One problem with characterizing changes in soil microbial communities has been the insensitivity associated with many methods. Standard plate count methods may recover only a few percent of the organisms present, with those isolated restricted to organisms suited to growth on the medium of choice. Measurements of soil microbial biomass give an indication of the standing crop of microbial life in the soil, but provide no indication of community structure. In short, traditional methodologies of microbiology lack the ability to quantitatively and comprehensively describe diverse communities, such as in soil. The application of molecular techniques to the study of microorganisms in situ overcomes a number of these deficiencies providing a better understanding of how bacterial mediated processes are affected by changing management practices. One such method is the measurement of phospholipid fatty acids (PLFA) in the soil.

Phospholipid lipid fatty acids can be used to describe viable microbial communities in terms of total biomass (Balkwill et al., 1988) and community composition (Vestal and White, 1989). Phospholipids are essential components of life making up the bulk of the matter of cell membranes. Since phospholipids are rapidly degraded by endogenous and exogenous phospholipases upon cell death, they are reliable measures of viable cell biomass (White et al., 1979). The extraction and purification methods used are optimized for phospholipid molecules, so ‘fossil’ fatty acids, such as free fatty acids or those attached to humic substances, are not detected. PLFA have also been shown to be sufficiently distinct to allow for the identification of individual species of bacteria (Guckert et al., 1991) as well as provide insight into the make-up of whole communities (Frostegård et al., 1993). Community composition can be inferred from a PLFA profile by relating the type of PLFA identified to different biosynthetic pathways utilized in fatty acid synthesis (Fredrickson et al., 1995) or to specific species or classes of bacteria which contain a unique signature PLFA biomarker (Vestal and White, 1989).
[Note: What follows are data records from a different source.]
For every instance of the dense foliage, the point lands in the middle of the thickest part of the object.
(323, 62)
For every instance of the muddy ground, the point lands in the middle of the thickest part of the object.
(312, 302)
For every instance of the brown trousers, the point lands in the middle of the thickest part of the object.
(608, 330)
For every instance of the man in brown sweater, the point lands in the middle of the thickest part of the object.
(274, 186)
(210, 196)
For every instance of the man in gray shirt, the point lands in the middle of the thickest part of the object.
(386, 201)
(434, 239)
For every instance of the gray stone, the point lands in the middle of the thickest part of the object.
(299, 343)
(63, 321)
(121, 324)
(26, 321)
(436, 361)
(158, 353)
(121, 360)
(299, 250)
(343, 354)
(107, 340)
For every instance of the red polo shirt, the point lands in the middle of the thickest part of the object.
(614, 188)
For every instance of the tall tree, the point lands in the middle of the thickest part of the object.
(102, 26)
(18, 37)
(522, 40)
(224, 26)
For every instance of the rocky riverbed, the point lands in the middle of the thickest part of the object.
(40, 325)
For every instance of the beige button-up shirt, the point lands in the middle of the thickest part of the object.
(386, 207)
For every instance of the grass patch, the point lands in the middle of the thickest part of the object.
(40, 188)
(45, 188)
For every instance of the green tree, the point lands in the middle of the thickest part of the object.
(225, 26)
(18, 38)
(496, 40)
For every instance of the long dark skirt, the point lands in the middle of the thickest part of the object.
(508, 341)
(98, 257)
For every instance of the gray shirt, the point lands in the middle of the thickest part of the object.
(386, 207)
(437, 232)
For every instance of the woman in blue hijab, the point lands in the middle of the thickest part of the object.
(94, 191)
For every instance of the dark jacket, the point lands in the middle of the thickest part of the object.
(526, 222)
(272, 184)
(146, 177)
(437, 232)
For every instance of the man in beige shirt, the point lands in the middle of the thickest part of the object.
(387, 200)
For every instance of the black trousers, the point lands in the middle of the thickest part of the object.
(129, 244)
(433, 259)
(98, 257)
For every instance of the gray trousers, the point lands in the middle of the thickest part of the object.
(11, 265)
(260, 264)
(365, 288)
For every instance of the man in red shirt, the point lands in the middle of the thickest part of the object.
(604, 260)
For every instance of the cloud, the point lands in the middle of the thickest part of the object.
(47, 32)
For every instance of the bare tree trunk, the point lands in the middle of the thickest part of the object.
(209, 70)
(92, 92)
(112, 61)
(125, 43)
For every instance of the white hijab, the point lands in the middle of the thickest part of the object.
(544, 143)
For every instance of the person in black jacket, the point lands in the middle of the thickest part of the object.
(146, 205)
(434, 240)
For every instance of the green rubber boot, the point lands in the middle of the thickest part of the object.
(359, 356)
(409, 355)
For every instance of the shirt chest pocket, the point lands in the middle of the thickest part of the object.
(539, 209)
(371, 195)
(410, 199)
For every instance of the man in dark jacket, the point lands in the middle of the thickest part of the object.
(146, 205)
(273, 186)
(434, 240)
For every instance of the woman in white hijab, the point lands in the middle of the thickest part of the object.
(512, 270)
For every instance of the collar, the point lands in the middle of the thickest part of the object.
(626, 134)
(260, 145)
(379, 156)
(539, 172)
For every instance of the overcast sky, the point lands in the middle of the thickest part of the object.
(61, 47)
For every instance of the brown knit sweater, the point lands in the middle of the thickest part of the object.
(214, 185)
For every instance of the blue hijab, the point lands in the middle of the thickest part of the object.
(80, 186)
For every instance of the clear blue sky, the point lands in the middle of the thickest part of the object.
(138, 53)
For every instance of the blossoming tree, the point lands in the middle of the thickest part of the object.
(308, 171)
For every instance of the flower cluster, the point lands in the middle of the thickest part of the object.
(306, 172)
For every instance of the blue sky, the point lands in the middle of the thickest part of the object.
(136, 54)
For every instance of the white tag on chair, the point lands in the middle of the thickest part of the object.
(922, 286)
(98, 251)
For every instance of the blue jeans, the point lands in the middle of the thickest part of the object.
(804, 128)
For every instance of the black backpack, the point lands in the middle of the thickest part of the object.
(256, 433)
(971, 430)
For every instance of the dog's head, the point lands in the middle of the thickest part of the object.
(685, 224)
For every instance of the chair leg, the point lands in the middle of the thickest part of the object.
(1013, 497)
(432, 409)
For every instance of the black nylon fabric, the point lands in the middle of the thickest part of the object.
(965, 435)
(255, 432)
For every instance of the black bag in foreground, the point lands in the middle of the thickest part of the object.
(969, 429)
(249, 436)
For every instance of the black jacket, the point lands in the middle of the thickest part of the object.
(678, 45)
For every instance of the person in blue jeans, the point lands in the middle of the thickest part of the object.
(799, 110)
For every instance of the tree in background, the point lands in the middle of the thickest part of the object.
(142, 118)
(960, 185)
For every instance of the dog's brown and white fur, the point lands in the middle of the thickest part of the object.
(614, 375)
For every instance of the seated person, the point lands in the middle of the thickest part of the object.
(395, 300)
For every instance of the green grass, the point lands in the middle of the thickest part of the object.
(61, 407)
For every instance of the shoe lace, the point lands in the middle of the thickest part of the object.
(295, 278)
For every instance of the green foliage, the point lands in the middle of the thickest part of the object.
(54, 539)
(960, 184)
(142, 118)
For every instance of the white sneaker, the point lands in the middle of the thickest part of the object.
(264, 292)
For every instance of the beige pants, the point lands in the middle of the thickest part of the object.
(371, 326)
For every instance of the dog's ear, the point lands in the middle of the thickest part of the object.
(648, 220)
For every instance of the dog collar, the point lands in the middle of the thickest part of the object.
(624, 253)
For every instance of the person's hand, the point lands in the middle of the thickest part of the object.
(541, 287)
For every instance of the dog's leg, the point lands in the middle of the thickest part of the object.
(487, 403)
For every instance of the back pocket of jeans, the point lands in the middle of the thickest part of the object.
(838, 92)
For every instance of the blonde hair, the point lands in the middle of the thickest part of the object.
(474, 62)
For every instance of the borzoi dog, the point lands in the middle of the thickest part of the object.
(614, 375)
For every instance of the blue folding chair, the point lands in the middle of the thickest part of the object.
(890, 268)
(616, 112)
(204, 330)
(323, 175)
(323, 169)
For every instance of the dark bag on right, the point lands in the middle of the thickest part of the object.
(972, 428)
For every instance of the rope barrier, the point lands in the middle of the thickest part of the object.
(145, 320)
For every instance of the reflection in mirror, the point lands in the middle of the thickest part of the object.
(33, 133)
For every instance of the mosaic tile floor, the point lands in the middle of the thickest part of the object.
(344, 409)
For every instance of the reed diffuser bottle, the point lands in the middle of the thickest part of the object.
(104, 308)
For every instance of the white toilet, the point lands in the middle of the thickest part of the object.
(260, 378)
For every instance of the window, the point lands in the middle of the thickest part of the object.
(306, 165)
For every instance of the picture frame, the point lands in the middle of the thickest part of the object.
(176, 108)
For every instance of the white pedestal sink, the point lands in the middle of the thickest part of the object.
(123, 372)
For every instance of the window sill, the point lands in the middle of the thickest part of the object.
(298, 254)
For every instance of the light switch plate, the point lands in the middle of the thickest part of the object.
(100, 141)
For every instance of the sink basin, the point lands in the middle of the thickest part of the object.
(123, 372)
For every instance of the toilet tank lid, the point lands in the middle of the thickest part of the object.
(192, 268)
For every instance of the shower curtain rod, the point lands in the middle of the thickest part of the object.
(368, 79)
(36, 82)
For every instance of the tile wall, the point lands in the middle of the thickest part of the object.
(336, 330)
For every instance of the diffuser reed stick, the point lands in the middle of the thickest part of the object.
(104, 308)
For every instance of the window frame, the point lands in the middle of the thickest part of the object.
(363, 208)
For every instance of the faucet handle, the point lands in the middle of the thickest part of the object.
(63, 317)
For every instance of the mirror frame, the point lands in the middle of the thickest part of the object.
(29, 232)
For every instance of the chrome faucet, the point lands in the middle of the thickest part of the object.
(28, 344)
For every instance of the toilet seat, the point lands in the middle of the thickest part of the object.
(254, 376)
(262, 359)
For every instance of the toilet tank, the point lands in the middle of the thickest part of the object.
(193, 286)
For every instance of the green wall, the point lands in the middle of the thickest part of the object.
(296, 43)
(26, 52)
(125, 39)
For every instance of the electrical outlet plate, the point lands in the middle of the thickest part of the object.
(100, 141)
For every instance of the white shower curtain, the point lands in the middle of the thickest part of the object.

This study was part of a larger experiment to evaluate impacts of manure applications on surface and subsurface water quality and soil properties. Based upon past work and literature review, we hypothesized that manuring would increase the microbial biomass relative to the control and ammonium nitrate treatments, and cause shifts in the microbial community structure. Therefore, the objective of this study was to document the effect of several years of dairy manure applications on microbial biomass and community structure, using PLFA methods, in a no-till corn silage cropping system.